Witness and fiction may seem antithetical. Witness is the business of truth-telling; fiction is the art of imagining. But as any devoted reader knows, fiction can bear truths every bit as well as non-fiction does. I don’t know how or why writer-survivors make the choice between memoir and novel, but some do and the results can be deeply moving.

Two such novels are Lan Cao’s The Lotus and the Storm and Nayomi Munaweera’s Island of a Thousand Mirrors. The first of these looks at life both during the war in Vietnam and for refugees from that war attempting to rebuild their lives in the U.S. Island of a Thousand Mirrors also originates in civil war, in this case in Sri Lanka. These books—both of them recent releases—are very much worth a read, even though the experience of reading them is painful.

The Lotus and the Storm moves back and forth temporally and geographically and employs two voices. The first is a young (at least in the earliest moments) young girl being raised in a life of relative privilege as the U.S. enters the conflict. The second is her father, who was part of the South Vietnamese Army. Both narrators describe their lives in Vietnam and in the United States. Both are articulate and precise in sharing memories and describing the present.

Island of a Thousand Mirrors tells the stories of women from two families: one family is Sinhala, the community (at least before the war) controlling wealth and power, the other is Tamil, working class and without political power. Over the course of the novel, the lives of these two families intersect in unexpected ways.
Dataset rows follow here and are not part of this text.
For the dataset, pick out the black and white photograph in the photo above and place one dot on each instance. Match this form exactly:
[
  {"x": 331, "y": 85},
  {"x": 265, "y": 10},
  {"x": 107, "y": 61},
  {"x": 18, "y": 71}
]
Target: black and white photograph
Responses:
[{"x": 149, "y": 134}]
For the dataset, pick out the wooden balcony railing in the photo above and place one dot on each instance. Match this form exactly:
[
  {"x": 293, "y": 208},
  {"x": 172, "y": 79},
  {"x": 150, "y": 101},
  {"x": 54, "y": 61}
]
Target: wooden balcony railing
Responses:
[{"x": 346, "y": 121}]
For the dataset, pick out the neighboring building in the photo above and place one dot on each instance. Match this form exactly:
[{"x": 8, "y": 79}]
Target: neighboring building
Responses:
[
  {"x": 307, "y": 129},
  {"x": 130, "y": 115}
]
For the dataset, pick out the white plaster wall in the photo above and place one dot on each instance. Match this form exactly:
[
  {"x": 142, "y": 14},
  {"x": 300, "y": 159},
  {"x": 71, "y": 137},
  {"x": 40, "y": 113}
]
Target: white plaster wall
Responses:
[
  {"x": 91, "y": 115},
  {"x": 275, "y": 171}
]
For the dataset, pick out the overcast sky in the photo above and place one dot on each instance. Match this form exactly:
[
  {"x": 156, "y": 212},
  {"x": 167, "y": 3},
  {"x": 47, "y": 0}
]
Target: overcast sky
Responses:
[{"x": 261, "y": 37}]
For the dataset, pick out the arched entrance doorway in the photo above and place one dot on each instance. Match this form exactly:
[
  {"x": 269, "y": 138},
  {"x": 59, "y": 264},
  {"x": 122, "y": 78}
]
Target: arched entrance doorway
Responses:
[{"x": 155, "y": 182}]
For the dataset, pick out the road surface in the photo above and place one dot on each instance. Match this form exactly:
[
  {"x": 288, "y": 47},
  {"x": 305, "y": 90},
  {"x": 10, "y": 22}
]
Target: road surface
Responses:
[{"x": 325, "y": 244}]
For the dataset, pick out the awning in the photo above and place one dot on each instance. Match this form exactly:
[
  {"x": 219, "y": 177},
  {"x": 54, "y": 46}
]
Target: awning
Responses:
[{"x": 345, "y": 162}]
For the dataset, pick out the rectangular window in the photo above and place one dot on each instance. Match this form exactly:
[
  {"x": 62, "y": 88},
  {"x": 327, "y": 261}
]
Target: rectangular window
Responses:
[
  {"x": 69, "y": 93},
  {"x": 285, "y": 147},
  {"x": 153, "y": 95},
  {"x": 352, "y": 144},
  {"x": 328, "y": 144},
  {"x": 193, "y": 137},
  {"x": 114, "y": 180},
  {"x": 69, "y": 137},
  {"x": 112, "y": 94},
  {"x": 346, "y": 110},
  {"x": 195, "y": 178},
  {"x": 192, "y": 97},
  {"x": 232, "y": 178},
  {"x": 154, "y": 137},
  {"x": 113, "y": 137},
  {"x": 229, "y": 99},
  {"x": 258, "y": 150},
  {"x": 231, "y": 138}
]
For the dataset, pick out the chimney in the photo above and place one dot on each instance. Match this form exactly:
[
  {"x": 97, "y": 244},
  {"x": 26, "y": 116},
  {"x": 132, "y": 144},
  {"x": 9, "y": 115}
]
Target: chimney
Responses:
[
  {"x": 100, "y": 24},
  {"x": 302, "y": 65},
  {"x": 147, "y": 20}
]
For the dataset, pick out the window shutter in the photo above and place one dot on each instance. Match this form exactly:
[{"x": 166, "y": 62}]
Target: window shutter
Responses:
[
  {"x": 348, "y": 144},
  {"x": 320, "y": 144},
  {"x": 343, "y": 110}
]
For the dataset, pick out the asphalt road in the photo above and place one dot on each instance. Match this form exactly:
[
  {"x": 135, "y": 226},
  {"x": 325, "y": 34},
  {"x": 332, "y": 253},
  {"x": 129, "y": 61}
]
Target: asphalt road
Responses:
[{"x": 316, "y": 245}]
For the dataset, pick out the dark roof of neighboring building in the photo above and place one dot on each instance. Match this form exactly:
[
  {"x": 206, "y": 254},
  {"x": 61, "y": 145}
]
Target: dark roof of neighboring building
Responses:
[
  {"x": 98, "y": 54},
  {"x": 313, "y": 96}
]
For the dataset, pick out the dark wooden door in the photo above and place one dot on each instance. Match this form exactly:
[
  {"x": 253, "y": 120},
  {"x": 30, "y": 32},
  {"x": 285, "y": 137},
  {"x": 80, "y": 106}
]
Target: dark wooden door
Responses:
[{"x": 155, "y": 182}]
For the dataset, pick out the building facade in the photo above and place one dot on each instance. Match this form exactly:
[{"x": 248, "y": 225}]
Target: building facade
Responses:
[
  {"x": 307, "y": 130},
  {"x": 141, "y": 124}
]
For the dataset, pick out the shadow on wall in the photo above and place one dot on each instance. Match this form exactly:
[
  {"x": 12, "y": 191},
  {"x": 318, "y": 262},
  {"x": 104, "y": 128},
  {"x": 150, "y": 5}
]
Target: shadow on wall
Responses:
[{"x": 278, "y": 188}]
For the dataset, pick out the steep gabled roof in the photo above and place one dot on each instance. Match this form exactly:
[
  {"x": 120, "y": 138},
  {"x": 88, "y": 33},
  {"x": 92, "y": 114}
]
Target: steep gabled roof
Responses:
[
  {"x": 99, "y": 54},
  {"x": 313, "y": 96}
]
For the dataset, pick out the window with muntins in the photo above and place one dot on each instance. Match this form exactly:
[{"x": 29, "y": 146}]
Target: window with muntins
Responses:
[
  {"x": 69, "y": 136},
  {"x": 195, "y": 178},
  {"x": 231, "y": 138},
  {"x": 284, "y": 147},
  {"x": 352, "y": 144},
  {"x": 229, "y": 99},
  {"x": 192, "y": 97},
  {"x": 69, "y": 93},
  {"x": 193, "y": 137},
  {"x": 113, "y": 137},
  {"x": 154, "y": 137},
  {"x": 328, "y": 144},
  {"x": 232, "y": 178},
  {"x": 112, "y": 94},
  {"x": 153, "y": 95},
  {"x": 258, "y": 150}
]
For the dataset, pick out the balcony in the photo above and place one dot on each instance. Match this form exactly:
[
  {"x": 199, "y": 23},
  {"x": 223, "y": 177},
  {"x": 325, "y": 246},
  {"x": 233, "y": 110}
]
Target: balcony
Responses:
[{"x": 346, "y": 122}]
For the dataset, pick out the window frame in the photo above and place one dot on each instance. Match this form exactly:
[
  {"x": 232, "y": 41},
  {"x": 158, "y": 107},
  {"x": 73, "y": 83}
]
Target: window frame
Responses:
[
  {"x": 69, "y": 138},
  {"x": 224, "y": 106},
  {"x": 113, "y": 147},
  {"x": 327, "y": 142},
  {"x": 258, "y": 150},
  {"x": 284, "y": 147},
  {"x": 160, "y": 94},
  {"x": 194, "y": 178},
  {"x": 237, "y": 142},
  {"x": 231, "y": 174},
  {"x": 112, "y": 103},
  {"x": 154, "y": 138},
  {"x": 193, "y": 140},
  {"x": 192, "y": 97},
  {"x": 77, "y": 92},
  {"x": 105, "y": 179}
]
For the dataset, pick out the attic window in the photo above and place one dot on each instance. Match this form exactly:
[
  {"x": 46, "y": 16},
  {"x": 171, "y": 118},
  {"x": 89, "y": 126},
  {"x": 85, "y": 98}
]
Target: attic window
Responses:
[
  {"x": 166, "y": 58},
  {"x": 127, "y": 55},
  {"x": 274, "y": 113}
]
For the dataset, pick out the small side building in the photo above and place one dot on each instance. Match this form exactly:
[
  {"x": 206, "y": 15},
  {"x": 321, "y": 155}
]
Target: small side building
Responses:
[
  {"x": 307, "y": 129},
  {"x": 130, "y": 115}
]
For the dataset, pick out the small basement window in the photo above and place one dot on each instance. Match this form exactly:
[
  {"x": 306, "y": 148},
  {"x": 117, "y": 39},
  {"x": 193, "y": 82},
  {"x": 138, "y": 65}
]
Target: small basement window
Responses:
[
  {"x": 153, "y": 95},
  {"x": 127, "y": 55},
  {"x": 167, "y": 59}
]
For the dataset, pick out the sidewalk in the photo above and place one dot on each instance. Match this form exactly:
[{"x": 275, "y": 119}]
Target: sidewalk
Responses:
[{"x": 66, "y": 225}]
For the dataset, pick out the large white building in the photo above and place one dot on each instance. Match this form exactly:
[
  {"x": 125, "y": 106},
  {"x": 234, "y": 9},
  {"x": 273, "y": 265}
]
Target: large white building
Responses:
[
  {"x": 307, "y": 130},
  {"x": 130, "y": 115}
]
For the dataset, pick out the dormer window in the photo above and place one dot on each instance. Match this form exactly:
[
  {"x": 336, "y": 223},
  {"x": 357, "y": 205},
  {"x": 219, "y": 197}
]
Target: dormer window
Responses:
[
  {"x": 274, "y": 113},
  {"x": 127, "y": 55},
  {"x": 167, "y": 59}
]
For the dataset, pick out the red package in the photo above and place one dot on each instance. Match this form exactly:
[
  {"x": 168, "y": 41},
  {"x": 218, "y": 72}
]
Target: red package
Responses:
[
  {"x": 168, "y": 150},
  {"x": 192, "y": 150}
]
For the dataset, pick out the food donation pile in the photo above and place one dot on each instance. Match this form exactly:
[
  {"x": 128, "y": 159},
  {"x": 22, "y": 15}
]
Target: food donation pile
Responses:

Both authors experienced the eras and locales that they write about. I cannot tell which parts of their novels are essentially memoir, which parts draw on and reshape memory, and which are “inventions.”  To have a broad understanding of both wars, one would need to read a great deal of non-fiction. But one also will need novels like these that allow a reader to experience these conflicts from multiple perspectives, that witness (and therefore force readers to see) the brutalities of these times and places.

Pick up these  novels. Read them carefully at a time when you are able (to the best of your ability) to place yourself inside them. Open yourself to the witness being offered.